After raising $4.5 million in investment capital through our first fund, in the past year alone our hundreds-strong membership voted to finance five businesses, allocating over $1.1 million. Participation in investment votes is a democratic process. No investment can go through without membership approval. This year, we have increased the minimum membership voter turnout required for a valid vote to occur from 51 percent to 60 percent. This increase in quorum means hundreds of community members must vote for an investment to be approved, enabling us to authentically reflect the investment priorities of working-class BIPOC Boston residents. Before an item comes to a vote, member committees work to review and audit companies and recommend investments. Our staff and technical assistance partners, like the Boston Center for Community Ownership, ensure that network businesses are adequately supported beyond investment through marketing, education, consumer organizing, and peer-support gatherings.

Collective decision-making, at any scale, is a disruption of business as usual. The promise of this approach extends beyond the support of small businesses—to arts, culture, politics, healing, childcare, and relational programs. Ujima assemblies, both in-person and virtual, have been a key organizing space to develop shared strategies aimed at realizing community visions.

An important facet of this work is honoring the expertise and knowledge of our neighbors and valuing the elements of our city that we plan to preserve. One aspect of the violence inherent in gentrification is the refusal to see what is already here. Everything cannot be planned, designed, or constructed by real estate developers, nonprofits, or institutions. This ideological blindness disregards the expertise and richness of existing communities—and can only be bridged when we acknowledge and learn to love the worlds that are already present.

Deepening the Community Vision

When asked about the future of Roxbury, Smith, Samad, and Alves all responded with notes of measured optimism. Smith, speaking to the increased levels of gentrification in surrounding neighborhoods, replied that he, “[doesn’t] see Roxbury being exempt from that. DSNI’s role, along with our partners at play, will always be to advocate for development without displacement in and around Dudley Triangle.…There’s a certain cohesiveness that’s still here.”

Samad, referencing the same displacing forces that have led to the leakage of local purchasing power to businesses from outside the community, relayed that Nubian Markets is, “trying to invest in ourselves and in our communities to address community needs.…We’re proud to be working with others in an ecosystem approach.”

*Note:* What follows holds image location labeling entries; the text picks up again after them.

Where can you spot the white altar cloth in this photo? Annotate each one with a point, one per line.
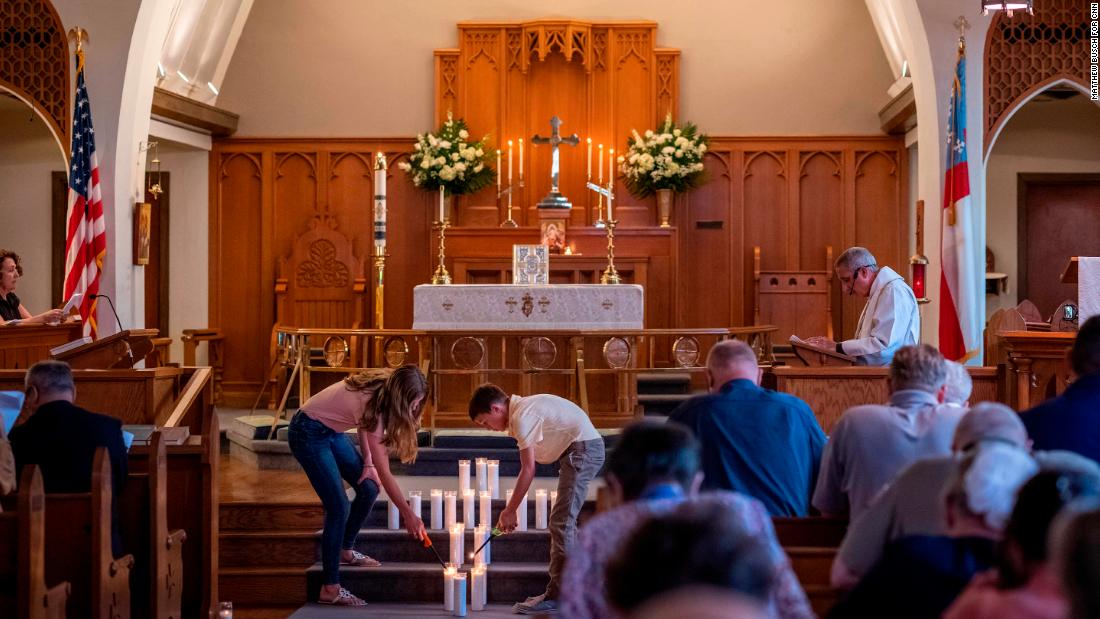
(506, 307)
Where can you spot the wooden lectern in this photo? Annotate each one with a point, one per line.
(119, 351)
(812, 356)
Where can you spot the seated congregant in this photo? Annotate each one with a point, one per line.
(890, 319)
(755, 441)
(910, 506)
(1070, 420)
(872, 443)
(922, 575)
(11, 308)
(62, 438)
(652, 471)
(1024, 585)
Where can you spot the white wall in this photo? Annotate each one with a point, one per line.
(28, 155)
(1043, 136)
(355, 68)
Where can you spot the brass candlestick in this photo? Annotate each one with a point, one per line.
(441, 277)
(611, 275)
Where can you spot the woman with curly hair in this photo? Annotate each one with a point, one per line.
(385, 407)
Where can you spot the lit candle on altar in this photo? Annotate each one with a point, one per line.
(450, 503)
(463, 475)
(394, 521)
(540, 509)
(494, 478)
(458, 538)
(437, 509)
(460, 595)
(477, 588)
(589, 175)
(482, 472)
(486, 508)
(468, 508)
(449, 586)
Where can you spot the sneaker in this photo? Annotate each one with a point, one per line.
(543, 607)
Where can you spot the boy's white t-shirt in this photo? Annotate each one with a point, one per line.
(548, 423)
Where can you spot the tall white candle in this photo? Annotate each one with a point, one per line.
(394, 521)
(449, 586)
(477, 588)
(450, 501)
(468, 508)
(460, 595)
(437, 509)
(463, 474)
(494, 478)
(458, 538)
(486, 508)
(540, 509)
(482, 466)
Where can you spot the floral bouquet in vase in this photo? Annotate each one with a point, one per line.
(663, 162)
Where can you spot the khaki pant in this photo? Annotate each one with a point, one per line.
(579, 465)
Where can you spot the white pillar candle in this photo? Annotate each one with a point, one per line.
(460, 595)
(482, 466)
(540, 509)
(449, 586)
(437, 509)
(458, 538)
(468, 508)
(486, 508)
(463, 474)
(494, 478)
(477, 588)
(394, 521)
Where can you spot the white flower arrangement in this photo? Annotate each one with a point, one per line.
(448, 159)
(669, 158)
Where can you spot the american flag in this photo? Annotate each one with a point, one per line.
(85, 239)
(958, 317)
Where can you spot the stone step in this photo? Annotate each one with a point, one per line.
(424, 583)
(303, 549)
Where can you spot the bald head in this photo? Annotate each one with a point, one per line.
(729, 361)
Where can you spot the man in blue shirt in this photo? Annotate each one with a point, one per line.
(755, 441)
(1071, 421)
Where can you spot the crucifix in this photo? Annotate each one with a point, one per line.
(554, 199)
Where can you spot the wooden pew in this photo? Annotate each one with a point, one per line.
(143, 521)
(23, 590)
(78, 544)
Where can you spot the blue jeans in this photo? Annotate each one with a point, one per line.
(329, 460)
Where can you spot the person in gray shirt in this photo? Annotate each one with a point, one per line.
(912, 506)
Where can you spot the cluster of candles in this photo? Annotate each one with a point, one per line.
(444, 516)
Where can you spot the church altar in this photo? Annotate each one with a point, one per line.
(504, 307)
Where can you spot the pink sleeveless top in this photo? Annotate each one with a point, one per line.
(338, 407)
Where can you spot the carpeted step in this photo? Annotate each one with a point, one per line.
(424, 582)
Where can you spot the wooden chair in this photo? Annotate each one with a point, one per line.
(23, 590)
(78, 544)
(799, 302)
(156, 586)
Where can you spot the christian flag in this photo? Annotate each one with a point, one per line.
(958, 329)
(85, 238)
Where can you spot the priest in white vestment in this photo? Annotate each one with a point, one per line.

Alves, the most upbeat, remains inspired by the work that has come before her. “I think despite all the changes that we’re seeing throughout the city or even in Roxbury, I am optimistic,” shared Alves. “I think Roxbury has a very strong history of fighting back and organization. And I think people know that when they walk through Grove Hall and Blue Hill Ave, you can sense that. I do feel like despite all the changes, there’s always going to be that resistance.”